ROUND 3 : SHOTS JUSQU’À LA MORT
Ayant utilisé les deux seuls jeux d’alcool que je connaisse, on a décidé de boire des shots jusqu’à ce que quelqu’un n’en puisse plus. À ce moment de la partie, je savais que j’allais perdre, mais par fierté, j’ai décidé de continuer malgré tout. Certaines révélations mettaient mal à l’aise la copine de mon frère, alors que la mienne était indifférente jusqu’à ce que ma mère révèle qu’elle avait été la maîtresse de quelqu’un. À ce moment précis je me suis mis en tête de choper de la weed, mais quand la drogue est enfin arrivée, je ne tenais plus debout. Mon père m’a dit de lui filer et qu’il la garderait pour moi jusqu’au lendemain matin.
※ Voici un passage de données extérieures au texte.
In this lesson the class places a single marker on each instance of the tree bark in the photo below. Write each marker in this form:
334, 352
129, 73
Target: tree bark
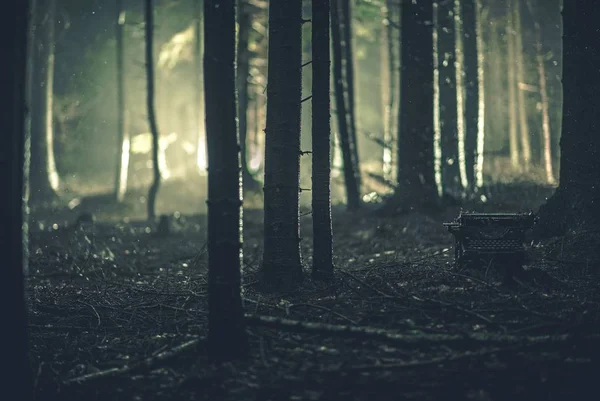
243, 73
350, 173
282, 264
122, 134
520, 69
448, 97
226, 334
471, 82
321, 142
416, 181
574, 206
515, 157
149, 31
349, 68
13, 203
J’étais OK avec cette idée, et je suis content de l’avoir écouté, parce que deux shots plus tard, voilà ce qu’il s’est passé :
Vous ne pouvez pas imaginer l’air satisfait de ma mère au moment de prendre cette photo.
C’était un mélange entre « J’te l’avais dit » et « Retourne jouer dans le bac à sable, p’tite fiotte ».
Et c’est à peu près tout ce dont je me souviens. J’ai perdu ce face à face freudien et me suis retrouvé cinq minutes plus tard allongé avec une bassine au pied du lit. Ma copine et ma mère ont continué à s’enfiler des shots encore quelques heures jusqu’à ce que, elle aussi, vomisse ses entrailles – ah !
Le lendemain, elle m’a tenu pour responsable de sa gueule de bois. Je lui ai dit que ce n’était pas de ma faute si elle avait continué à boire après la fin de la compétition. En ce qui me concerne, je ne ramassais aucunement quand je me suis levé. J’étais debout à 9h, frais comme un gardon. Elle décuvait encore le dimanche matin, et le jour d’après aussi. À chacun sa victoire, les vieux.